Among other things, Republicans have targeted McCaskill for her family’s wealth, dubbing her “Millionaire Claire” and suggesting she’s out of touch with working-class voters. America Rising, a GOP super-PAC, attacked her for using a private plane to fly between campaign stops earlier this year and called attention to reports that businesses linked to her husband, developer Joseph Shepard, had received millions in federal subsidies — although there was no evidence that McCaskill had played a role in securing the funds.

On the road this week, McCaskill repeatedly condemned the role of “dark money” in the campaign. She urged voters to go to her website to read fact-checks if they have questions about allegations made in ads. And volunteers handed out a fact sheet titled “How to Recognize Fake News.”

On Tuesday, her campaign launched a new television ad featuring several veterans defending her against the dark money attacks. “I’ve checked the facts on all these [opposition] ads, and they’re just not true,” one of the speakers says. “You don’t have to like her, but know one thing: In the Senate, she hasn’t done anything to help her family.”

An anti-McCaskill billboard along a highway in Sleeper, Mo. (Photo: Holly Bailey/Yahoo News)
An anti-McCaskill billboard along a highway in Sleeper, Mo. (Photo: Holly Bailey/Yahoo News)

But as CNN reported, a new radio ad took the argument further, with a supporter saying, “Claire’s not one of those crazy Democrats.” That line is unlikely to sit well with some of McCaskill’s more liberal supporters, including in urban areas where a source close to the campaign said it has struggled to appeal to black and progressive voters who are fervently anti-Trump and have been disappointed to see McCaskill’s overtures to the president and his supporters. A Democratic source said the campaign is concerned that she might not rack up the numbers she needs in St. Louis and Kansas City.

McCaskill has measured her words about Trump. She criticizes the “drama” he has brought into the office. “I just don’t think that we should be setting an example that the leader of the most amazing nation in the world thinks it’s OK to lie all the time,” McCaskill said in her final debate with Hawley. “Just lie after lie after lie.”

But when a woman in Marshfield pressed her on why she didn’t try to call out Trump more, listing the mistruths she felt the president had gotten away with, including his suggestion earlier this week that a tax cut could be passed before Election Day, the senator interrupted her.

“I know, I know, I know.

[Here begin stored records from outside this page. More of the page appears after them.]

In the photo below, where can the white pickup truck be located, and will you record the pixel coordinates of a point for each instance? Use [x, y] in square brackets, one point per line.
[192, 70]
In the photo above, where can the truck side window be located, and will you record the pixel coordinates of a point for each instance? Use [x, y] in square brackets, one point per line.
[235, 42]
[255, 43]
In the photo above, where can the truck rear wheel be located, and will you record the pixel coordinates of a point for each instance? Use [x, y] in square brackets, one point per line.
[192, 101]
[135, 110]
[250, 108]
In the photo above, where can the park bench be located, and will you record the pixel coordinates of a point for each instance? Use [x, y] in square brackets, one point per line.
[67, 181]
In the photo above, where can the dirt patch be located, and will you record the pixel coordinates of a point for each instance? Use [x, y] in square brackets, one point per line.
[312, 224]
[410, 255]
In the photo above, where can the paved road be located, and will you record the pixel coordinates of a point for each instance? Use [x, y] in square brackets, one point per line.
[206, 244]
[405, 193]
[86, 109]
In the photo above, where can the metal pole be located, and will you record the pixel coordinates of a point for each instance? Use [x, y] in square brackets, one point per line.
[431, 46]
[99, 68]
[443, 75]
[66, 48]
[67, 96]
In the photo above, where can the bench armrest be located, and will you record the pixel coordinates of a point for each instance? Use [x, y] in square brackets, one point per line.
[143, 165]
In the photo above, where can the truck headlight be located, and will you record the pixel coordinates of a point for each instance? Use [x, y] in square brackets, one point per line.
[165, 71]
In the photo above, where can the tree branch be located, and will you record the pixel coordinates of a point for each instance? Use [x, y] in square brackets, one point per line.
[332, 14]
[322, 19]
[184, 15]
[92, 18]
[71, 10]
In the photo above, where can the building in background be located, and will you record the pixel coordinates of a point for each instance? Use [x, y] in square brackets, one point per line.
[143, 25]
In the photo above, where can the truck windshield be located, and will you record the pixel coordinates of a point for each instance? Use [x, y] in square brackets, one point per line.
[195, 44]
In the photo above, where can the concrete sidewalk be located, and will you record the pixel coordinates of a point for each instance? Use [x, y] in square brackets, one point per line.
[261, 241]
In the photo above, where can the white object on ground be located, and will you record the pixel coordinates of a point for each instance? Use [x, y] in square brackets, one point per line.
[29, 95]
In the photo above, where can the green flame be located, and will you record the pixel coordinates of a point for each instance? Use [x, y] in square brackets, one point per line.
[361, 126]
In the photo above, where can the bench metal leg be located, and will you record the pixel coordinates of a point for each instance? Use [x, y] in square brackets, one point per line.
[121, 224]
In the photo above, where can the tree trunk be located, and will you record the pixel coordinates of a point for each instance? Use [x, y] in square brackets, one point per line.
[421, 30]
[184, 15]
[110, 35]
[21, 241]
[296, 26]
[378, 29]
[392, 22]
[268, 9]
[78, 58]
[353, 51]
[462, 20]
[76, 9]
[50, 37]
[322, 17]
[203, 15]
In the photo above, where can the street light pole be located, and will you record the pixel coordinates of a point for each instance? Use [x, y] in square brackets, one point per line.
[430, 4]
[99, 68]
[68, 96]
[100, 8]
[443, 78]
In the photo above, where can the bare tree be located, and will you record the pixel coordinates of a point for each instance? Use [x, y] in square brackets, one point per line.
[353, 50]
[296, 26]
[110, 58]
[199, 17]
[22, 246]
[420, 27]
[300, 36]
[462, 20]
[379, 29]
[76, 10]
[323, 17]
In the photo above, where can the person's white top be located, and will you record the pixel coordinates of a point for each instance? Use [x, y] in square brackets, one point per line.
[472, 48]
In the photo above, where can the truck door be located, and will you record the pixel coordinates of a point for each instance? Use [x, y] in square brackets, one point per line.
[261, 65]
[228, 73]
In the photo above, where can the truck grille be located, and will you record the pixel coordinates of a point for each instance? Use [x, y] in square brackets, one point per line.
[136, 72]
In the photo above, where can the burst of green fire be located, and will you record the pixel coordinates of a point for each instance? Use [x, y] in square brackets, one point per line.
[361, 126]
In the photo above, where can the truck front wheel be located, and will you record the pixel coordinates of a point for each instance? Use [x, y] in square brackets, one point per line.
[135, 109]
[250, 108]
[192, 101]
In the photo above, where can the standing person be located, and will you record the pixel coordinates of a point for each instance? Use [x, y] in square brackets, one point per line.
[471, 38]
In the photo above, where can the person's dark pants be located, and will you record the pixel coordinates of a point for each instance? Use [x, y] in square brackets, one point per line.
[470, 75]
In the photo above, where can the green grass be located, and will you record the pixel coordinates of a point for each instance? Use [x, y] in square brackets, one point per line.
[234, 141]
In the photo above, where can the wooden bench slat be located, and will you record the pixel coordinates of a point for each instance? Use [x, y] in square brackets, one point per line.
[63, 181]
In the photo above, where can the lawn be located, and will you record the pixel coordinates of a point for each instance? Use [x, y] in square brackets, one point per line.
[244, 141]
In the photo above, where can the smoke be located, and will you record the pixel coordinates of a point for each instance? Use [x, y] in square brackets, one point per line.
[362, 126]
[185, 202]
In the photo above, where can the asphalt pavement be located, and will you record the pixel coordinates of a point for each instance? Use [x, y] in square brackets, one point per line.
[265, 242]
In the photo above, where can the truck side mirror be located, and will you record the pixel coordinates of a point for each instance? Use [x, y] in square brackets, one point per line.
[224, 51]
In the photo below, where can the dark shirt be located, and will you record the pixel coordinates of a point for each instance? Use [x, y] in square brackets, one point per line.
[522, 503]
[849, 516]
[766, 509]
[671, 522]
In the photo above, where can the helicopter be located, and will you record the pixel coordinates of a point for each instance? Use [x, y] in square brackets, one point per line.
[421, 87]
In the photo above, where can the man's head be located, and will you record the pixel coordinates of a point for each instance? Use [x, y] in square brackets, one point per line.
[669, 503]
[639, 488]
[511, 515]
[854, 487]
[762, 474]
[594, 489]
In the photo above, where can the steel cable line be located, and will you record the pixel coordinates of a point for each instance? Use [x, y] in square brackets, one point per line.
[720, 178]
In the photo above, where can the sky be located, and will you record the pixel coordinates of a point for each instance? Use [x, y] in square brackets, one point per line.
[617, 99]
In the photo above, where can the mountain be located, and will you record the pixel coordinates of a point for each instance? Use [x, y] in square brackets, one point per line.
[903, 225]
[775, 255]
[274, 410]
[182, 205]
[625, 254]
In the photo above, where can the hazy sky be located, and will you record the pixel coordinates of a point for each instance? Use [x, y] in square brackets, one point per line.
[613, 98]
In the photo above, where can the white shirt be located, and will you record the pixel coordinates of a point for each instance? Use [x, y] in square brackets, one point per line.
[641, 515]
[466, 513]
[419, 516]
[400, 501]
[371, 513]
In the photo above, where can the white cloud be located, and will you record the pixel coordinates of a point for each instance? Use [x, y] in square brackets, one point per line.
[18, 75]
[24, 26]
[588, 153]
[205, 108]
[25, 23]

But you know what? I’ve gotta convince everybody in Missouri of — because of the state I represent — I’ve gotta convince them that I don’t get up every day trying to figure out a way to fight President Trump,” McCaskill replied. “I get up every day trying to figure out a way to fight for you. And there are some things that President Trump has done that I agree with. There’s a whole lot of things he said and the way he’s conducted himself that I disagree with.”

She complains that the flamboyant theatrics in the White House have overshadowed some actual achievements, including 30 bills she co-sponsored that were signed into law. Among them was a Trump-backed bill that banned “gag clauses” that prohibited pharmacists from disclosing to patients that it would be cheaper to pay for certain medications out of pocket than use insurance — the kind of nonflashy legislation that she argues has a big impact on voters’ pocketbooks.

McCaskill campaigns in Marshfield, Mo. (Photo: Holly Bailey/Yahoo News)
McCaskill campaigns in Marshfield, Mo. (Photo: Holly Bailey/Yahoo News)

But her job in the last week before the election was to break through both to Trump voters and also members of her own party who she felt weren’t taking the midterm election seriously enough.

“We have plenty of voters to win this election if they remember that this midterm should be treated like a presidential” election, she said. “We have a bad habit of not thinking the midterms are as important. And this is one that really is.”

McCaskill looked around the room. The difference in the election could literally come down to the people in this room, she said. And until November 6, she plans to go anywhere and talk to anyone she can to make her case.

“It’s not that I gotta get every vote,” she said. “You know how many votes I’ve gotta get? One more than him.”